Last weekend was a busy time in our home. We had a BBQ dinner to celebrate my dad’s birthday. It was our 11th wedding anniversary. And we got a new puppy.
The puppy is a 9 week old labradoodle and sure is cute. She did really well during her first day and made it through most of the night. It wasn’t until 4 am when she started whimpering a little bit.
This was only 30 minutes before I normally wake up but it sure felt early. And combined with how busy the previous weekend was it caught up to me quickly. Tonight I’ll be looking to get to bed early and get things back on track.
And a study I recently came across reminded me of the value of sleep.
The 2018 study looked at almost 1700 teenagers of 13-14 years living in India and the connection of sleep to allergies and asthma. They asked the teens if they had any respiratory problems or difficulty breathing as well as if they had any nasal allergies such as runny nose or coughing.
Along with this they also asked the teens what time they felt tired at night, when they woke up and if they felt tired in the morning. Knowing this they could assign the teens a chronotype such as “morning type”, “evening type” or an “intermediate type”.
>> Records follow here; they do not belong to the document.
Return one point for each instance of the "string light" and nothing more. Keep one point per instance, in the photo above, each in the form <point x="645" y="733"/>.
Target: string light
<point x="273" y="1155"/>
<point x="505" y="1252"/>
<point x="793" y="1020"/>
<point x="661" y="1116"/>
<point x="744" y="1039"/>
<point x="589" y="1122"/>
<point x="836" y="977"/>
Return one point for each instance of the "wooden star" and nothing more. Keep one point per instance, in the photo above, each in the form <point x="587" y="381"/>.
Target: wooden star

What they found is that evening types were 3 times more likely to develop asthma and 2 times as likely to develop a nasal allergy.
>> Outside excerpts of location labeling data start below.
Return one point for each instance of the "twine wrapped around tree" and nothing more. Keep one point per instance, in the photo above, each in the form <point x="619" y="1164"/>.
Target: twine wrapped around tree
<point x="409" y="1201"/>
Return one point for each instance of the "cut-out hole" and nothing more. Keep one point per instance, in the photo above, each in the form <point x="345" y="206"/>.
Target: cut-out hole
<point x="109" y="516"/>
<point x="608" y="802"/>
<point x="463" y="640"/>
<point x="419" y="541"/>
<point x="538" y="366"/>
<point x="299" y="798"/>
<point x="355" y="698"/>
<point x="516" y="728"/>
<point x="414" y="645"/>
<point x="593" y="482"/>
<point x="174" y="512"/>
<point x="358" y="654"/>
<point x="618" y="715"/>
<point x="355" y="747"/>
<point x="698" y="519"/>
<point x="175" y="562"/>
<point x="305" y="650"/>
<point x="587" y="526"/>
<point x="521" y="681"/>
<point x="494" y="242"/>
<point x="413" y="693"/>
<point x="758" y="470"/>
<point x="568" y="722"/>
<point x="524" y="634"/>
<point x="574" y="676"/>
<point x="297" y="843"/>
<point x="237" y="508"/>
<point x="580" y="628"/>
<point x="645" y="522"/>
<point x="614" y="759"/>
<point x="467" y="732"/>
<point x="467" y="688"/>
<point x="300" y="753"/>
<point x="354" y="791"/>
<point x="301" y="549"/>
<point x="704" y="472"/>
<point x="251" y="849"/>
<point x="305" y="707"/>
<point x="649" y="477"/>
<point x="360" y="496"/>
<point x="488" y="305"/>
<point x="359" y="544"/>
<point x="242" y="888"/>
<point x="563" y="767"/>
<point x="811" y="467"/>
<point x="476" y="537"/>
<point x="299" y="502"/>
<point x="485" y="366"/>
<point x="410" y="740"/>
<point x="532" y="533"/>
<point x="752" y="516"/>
These results are even more interesting as the researchers took into account where the teens lived and which ones had smokers or pets in the family. Even when these factors were accounted for they still saw these results.
While the researchers can’t say staying up late causes asthma they do know it disrupts levels of melatonin in the body and affects the allergic response.
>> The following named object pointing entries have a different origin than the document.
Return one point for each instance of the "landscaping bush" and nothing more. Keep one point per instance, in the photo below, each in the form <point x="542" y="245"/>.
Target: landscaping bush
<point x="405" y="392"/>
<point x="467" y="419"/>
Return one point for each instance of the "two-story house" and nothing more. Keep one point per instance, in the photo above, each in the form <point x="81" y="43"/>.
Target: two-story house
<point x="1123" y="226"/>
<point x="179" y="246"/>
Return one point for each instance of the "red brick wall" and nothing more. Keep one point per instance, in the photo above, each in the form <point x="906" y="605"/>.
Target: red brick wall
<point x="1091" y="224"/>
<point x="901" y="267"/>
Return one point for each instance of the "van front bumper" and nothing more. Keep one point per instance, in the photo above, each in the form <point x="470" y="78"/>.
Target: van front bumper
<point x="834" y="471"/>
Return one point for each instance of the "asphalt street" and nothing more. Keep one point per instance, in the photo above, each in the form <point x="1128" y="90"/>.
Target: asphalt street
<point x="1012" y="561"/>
The take home message is to put the devices away at least an hour before bed and get to bed earlier rather than later. Early birds get the worms. And early types help avoid getting asthma and allergies.
Bhattacharjee, S., Haldar, P., Maity, S. G., Debnath, S., Moitra, S., Saha, S., & Moitra, S. (2018). Prevalence and Risk Factors of Asthma and Allergy-Related Diseases among Adolescents (PERFORMANCE) study: rationale and methods. ERJ open research, 4(2), 00034-2018.